Satu hal lagi yang paling saya benci, kenapa semua orang sering sekali menuntut haknya tapi melupakan apa yang menjadi kewajibannya. Pihak kampus seolah tidak mau melihat keadaan bahwa semua sektor hampir mati akibat pandemi. Yang mereka tahu hanyalah kewajiban kita sebagai mahasiswa untuk membayar UKT, sedangkan hak kita sebagai mahasiswa mereka lupakan begitu saja. Mana fasilitas yang selama ini kalian janjikan? Mana uang subsidi kouta yang selama ini kalian gembar-gembor kan? (baru cair saat artikel ini ditulis). Mengapa kalian boleh abai terhadap kewajiban sendiri, sedangkan kita harus selalu taat pada kewajiban yang kalian tetapkan?.

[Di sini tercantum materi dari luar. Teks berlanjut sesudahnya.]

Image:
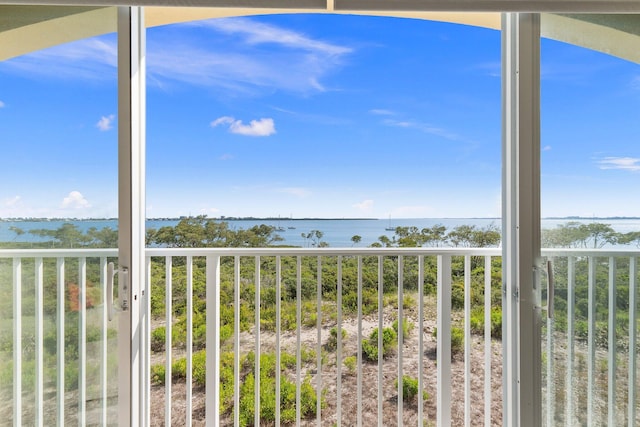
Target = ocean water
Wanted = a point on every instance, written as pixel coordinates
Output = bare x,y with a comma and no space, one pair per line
336,232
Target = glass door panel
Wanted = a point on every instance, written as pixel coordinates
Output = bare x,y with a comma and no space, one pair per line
58,217
590,162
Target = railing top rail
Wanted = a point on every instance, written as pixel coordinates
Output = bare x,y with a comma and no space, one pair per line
295,251
605,252
321,251
54,253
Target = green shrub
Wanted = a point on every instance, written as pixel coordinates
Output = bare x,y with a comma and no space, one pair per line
410,388
407,327
350,363
457,339
332,341
477,321
370,345
158,339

Sebenarnya apa yang menjadi dasar dari keluarnya surat edaran ini?. Faktor ikut-ikutan kah, atau faktor takut ditegur oleh pihak atas yang sebenarnya sudah melemparkan semua keputusan kepada pimpinan kampus. Mengapa tidak mendengarkan apa yang menjadi keluh kesah mahasiswa selama masa pandemi ini?. Mengapa buru-buru sekali mengeluarkan keputusan? Sedangkan baru kemarin kita punya perayaan besar. Padahal menjadi beda sendiri itu baik dan keren, apalagi ini berbeda demi kepentingan orang banyak. Jika saya menjadi rektor, sebenarnya ini merupakan momen aji mumpung. Sudah berapa tahun lamanya mahasiswa UPI hilang kepercayaan terhadap rektornya sendiri, apalagi mahasiswa Kamda, harusnya ini bisa dijadikan momen untuk “cari muka” di depan mahasiswa. Dengarkan mereka, serta kabulkan tuntutannya, dan niscaya kepercayaan mahasiswa yang sudah hilang pada rektornya bisa kembali dengan begitu mudahnya. Namun sayang saya bukan rektor. Saya hanya seorang mahasiswa yang mencoba menyampaikan pendapatnya, tapi semoga pak rektor mau mendengar saran saya yang satu ini agar UPI semakin Edun.